Затем на ее обязанности лежали тысячи разных мелочей: надо было подсинивать ткани, подкрахмаливать, сушить, наконец, гладить, плоить. Осторожные остановки, нежные переходы, чтобы достичь конечного отдыха для белья, осуществимого в складках.

Тогда сестра Бега убирала ткани в шкапы ризницы, что было для нее большою радостью. Впрочем это инстинктивное удовольствие, присущее всем женщинам при уборке шкапов и белья! Для этого у них, на кончиках пальцев, точно врожденное дарование, специальные нервы, более впечатли тельные, какая-то чувствительность, в которой, может быть, спит инстинкт детского белья. Подобно тому, как матери дотрагиваются с волнением до детского приданого, сестра Бега перебирала приданое религии. Еще немного, и она вложила бы туда саше из ириса, — точно на самом деле это есть приданое, приданое для рождения облатки!

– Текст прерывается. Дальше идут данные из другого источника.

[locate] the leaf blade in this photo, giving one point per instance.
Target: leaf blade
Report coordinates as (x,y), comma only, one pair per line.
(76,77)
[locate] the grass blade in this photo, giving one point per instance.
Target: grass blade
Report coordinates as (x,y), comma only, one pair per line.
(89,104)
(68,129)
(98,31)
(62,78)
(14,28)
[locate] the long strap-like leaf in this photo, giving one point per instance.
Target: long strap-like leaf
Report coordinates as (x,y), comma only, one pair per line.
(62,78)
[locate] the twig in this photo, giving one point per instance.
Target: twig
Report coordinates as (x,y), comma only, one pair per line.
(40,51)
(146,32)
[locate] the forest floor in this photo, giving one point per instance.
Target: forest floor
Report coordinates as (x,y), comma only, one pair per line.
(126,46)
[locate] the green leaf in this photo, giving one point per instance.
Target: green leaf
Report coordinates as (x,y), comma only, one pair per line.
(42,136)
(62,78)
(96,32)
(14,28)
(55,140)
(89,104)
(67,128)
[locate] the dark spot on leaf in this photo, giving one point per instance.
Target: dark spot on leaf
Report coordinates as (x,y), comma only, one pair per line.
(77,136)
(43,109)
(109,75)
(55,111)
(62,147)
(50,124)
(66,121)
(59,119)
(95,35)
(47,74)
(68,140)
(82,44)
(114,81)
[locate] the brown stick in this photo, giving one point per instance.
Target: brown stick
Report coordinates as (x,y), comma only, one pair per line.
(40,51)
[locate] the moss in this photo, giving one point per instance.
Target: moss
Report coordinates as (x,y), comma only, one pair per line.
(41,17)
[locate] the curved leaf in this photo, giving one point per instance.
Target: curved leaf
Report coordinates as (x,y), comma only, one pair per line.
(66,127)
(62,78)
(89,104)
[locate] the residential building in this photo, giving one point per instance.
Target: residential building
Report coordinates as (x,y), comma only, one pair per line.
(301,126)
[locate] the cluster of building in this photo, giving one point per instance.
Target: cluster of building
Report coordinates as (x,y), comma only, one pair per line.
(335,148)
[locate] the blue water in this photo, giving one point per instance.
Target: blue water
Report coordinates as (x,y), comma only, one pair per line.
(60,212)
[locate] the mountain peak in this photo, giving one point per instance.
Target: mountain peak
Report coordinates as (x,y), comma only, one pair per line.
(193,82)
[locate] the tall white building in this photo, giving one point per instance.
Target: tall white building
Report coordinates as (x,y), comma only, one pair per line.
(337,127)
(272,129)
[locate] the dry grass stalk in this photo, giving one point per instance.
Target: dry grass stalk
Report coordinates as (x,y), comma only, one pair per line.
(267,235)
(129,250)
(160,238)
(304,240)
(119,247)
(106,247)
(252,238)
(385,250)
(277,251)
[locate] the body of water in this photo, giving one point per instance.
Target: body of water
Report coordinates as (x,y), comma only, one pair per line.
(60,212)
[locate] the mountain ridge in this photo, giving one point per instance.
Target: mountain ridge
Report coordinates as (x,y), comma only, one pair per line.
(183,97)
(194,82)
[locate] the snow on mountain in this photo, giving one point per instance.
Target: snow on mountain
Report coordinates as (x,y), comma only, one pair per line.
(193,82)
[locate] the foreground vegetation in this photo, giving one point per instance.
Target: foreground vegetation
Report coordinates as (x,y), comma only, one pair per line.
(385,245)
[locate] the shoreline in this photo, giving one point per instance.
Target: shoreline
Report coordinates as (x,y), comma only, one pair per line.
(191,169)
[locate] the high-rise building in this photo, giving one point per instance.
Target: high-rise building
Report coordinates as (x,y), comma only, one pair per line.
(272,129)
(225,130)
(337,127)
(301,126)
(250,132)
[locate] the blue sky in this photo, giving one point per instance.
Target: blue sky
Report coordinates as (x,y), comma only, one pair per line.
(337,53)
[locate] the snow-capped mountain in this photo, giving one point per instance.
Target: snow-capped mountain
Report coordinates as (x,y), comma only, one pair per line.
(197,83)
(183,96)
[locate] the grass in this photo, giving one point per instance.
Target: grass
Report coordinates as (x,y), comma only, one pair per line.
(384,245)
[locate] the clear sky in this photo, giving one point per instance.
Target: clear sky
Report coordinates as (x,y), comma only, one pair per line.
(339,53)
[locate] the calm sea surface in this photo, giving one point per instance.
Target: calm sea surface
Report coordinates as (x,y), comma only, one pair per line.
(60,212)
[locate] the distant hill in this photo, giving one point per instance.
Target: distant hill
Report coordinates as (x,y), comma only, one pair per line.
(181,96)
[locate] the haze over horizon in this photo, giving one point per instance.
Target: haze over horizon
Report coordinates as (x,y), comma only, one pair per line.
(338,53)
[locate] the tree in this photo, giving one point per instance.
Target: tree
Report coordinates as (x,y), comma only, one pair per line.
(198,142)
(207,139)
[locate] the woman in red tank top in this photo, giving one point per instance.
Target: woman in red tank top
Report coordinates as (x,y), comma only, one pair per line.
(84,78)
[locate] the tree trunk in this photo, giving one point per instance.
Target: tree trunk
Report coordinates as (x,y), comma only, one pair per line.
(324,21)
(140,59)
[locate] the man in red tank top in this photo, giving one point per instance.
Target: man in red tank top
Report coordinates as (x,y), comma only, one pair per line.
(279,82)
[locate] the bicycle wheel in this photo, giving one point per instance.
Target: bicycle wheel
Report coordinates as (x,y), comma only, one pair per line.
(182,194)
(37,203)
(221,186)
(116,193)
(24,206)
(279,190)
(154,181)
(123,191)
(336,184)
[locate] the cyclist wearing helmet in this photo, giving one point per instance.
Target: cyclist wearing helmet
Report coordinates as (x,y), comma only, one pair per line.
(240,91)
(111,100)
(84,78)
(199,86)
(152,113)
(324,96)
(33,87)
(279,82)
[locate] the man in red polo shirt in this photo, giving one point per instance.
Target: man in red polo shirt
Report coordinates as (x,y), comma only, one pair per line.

Для сестры Беги зима была печальным временем года, так как ее дорогие ткани страдали, как овцы, которых дурная погода удерживает в овчарне. Они тоже не могут быть на лужайке, боясь ветра и бури, которые, как волк, могут унести их.

Некоторые дни удовлетворяли ее снегом, около Рождества или Сретения. Тогда она забывала о своих тканях. Точно эти райские ткани, более священные, чем ее, распространялись по всему Бегинажу. Ослепительная красота! Девственная вата! Пух от белых полетов пространства! Манна облаток на стенах, траве, деревьях, крышах… Единодушная белизна!

Даже когда голодные воробьи сцарапывали клювом или лапками девственный покров, когда местами снег таял, внезапно открывая небольшую черную рану, — неустанный ветер приносил с вязов, растущих на площадке, несколько хлопьев, которые сейчас же превращались в корпию, и снова все заволакивалось снегом.

Хотя ее любовь к белому цвету в то время возбуждалась и доходила до высшей точки, сестра Бега предпочитала нежные весенние дни, когда разостланные ткани делали Бегинаж совсем белым. Она расстилала их на лужайке, возможно ближе одну ткань к другой, чтобы вся зелень скрывалась, превращалась в серебряную лужайку, точно озаренную лунным светом.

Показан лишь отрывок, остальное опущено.